Diets that provide less than 1,000 calories per day can cause a loss of bone density. With a typical slowing of your metabolism, they can also cause rebound hunger and muscle mass loss in addition to harming bone health.
That doesn’t mean intermittent fasting is off the table. Just make sure your diet is within the Target Trifecta – 20 grams of protein in each meal, 5 grams of fiber, and 9 grams of healthy fat (like MCT oil, avocado, or nuts).
Walk, jog, climb stairs, lift weights. All of these can slow bone loss, especially the weights. Another advantage of lifting weights is gaining upper body strength, which is critical for women to be able to pull themselves back up off the ground in case of a fall.
Don’t smoke. Don’t drink excessively or regularly. Women should limit themselves to no more than one drink a day and men to two drinks.
If you feel you are at risk or have had a broken bone recently, you may want to take a bone density test. If the results are concerning, or you have risk factors, there may be medication to help slow down your bone loss.
Bone health is critical for living a long and healthy life, and it is never too early to pay attention to what you eat and do to promote healthy bones. So, here are a couple recipes to help you build your bones.
1 cup nut milk of your choice, no dairy
1 cup (handful) baby organic spinach
1/4 to 1/2 avocado (depending on size) or 1 tsp MCT oil
1/2 tsp green matcha tea
1 scoop Perfect Paleo Protein (any flavor), or use a dairy-free, no carb protein
1 scoop Just Juiced Veggies (optional – this will add more nutrients)

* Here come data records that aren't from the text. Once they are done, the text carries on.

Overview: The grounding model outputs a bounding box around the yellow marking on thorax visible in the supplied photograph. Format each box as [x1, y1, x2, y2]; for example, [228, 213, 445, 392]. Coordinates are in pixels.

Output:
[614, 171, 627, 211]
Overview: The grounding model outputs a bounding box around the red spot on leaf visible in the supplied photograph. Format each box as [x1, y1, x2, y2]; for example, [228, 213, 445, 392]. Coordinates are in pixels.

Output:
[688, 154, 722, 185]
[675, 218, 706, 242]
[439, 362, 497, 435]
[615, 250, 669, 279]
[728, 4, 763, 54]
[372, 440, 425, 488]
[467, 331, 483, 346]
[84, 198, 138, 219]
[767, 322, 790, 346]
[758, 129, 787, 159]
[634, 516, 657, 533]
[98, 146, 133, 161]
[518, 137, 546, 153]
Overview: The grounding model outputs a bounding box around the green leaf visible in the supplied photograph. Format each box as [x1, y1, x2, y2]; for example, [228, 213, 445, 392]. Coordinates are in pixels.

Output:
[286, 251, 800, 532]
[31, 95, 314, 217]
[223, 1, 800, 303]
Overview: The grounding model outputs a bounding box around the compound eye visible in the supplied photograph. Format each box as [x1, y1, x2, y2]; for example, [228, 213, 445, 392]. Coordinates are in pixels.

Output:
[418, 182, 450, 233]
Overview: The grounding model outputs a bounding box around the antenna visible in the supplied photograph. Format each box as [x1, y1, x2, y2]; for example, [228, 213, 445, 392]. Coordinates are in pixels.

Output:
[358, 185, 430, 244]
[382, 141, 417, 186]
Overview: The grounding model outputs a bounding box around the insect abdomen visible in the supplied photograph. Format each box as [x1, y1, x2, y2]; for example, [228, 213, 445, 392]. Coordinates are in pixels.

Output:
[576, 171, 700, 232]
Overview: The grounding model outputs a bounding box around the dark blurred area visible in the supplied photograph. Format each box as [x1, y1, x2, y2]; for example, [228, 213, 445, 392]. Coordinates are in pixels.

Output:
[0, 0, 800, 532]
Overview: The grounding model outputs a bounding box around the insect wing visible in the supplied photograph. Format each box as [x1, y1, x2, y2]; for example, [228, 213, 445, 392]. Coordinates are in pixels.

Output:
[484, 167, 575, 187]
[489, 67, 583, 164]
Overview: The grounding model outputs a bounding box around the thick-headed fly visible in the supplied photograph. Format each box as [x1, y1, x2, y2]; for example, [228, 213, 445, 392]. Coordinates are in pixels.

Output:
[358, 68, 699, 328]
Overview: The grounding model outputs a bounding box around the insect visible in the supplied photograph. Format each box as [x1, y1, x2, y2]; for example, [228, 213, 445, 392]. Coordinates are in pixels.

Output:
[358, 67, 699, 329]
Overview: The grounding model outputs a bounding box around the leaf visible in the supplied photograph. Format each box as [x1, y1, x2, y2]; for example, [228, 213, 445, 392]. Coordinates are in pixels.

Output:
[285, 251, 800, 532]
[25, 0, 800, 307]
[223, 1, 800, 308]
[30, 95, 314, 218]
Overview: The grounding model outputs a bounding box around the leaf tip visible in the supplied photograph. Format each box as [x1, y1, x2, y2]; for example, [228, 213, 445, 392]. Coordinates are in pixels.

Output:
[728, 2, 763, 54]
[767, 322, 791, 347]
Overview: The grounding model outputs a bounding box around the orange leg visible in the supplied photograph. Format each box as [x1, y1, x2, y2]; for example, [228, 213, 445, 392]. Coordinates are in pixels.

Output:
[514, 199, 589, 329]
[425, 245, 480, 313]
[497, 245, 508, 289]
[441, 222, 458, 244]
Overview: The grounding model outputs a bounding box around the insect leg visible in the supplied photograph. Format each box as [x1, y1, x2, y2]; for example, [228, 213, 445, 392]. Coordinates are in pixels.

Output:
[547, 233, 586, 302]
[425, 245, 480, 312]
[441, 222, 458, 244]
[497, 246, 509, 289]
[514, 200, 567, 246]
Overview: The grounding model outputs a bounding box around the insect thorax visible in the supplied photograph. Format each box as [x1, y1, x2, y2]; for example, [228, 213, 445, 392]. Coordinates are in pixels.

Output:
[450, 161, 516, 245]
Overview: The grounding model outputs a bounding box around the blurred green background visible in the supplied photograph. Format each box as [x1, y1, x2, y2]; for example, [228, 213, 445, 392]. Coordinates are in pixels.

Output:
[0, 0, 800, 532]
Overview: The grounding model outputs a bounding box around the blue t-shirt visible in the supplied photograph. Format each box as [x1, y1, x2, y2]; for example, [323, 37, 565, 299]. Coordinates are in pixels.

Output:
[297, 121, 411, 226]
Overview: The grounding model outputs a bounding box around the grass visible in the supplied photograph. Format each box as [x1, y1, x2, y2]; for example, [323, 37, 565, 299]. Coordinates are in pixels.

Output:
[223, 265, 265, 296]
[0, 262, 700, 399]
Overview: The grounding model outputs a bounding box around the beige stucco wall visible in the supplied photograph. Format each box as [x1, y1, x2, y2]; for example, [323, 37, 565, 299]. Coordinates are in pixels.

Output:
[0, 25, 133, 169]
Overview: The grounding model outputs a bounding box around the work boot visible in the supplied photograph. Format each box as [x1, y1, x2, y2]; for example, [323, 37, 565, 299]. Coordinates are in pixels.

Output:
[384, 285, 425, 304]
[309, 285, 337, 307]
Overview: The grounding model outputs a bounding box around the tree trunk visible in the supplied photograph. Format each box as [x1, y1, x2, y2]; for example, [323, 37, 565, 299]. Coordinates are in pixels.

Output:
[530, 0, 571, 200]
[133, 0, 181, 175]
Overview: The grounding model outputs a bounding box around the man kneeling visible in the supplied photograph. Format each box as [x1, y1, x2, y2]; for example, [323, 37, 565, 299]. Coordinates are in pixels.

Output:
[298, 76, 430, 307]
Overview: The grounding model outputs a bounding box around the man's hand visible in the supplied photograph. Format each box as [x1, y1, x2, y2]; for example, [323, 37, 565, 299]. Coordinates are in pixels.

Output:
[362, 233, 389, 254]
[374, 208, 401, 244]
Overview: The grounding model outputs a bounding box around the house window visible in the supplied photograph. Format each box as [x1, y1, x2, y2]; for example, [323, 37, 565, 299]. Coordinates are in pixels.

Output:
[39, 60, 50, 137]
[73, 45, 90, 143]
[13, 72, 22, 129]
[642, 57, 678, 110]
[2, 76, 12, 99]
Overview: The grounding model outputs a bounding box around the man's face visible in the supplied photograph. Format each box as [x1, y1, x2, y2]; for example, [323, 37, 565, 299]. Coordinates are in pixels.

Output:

2 scoops FiberMender (optional – this will increase your fiber) water or ice as necessary depending on your preferred consistency
Toss all ingredients in a blender, whirl, and serve.
NOTE: If you’re using a lower-powered blender, you may want to add the greens and nut milk on the first round, add the additional ingredients, and then blend again to get a smoother consistency.
2 lbs. chicken bones or chicken feet (the feet have higher collagen content and gel when refrigerated)
1 yellow onion
2 medium/large carrots
2 large celery stalks
10+ garlic cloves (to taste)
2 bay leaves
2T black peppercorns
2T salt (pink Himalayan or other high quality salt is preferred)
¼ oz. each of fresh thyme and rosemary
2T apple cider vinegar
Put all ingredients in your slow cooker or InstantPot and cover with water. You can spend time cutting up the onion, carrots, and celery, but it really isn’t necessary. You can cook as long as you’d like and the longer the better.
In an InstantPot, you can cook for 2–3 hours and in a slow cooker at least 24 hours. If you have the large InstantPot you can fill to the MAX FILL line and expect to get around 5 quarts of finished product.
Strain the broth and refrigerate.
When cold, the broth should be thick and hopefully a gel, with the fat layer on top easy to skim off. If not a gel, use more bones on the next batch, but 2 pounds of feet should be plenty as they have a higher collagen content.
For added flavor, you can also roast your bones/feet first at 400F degrees for 20–30 minutes and make sure to scrape and add all the crusty stuff from the roasting pan since there is a lot of flavor there. You can also roast your vegetables with the bones before adding everything into the pot for cooking.
For beef broth, you may want to use up to 4 pounds and include a variety of oxtail, short ribs, or knuckle bones. You will also need to blanch or par-boil (15 minutes) the bones first and then roast them at 450F for 30–45 minutes to develop the richer flavor.
When was the last time you thought about your bone health? Have you measured your bone density? Are you at risk of osteoporosis? What do you do to slow down loss of bone mass? Do you know of any tasty recipes that promote bone growth? Please share your thoughts with our community.
Disclaimer: This article is not intended to provide medical advice. Please consult with your doctor to get specific medical advice for your situation.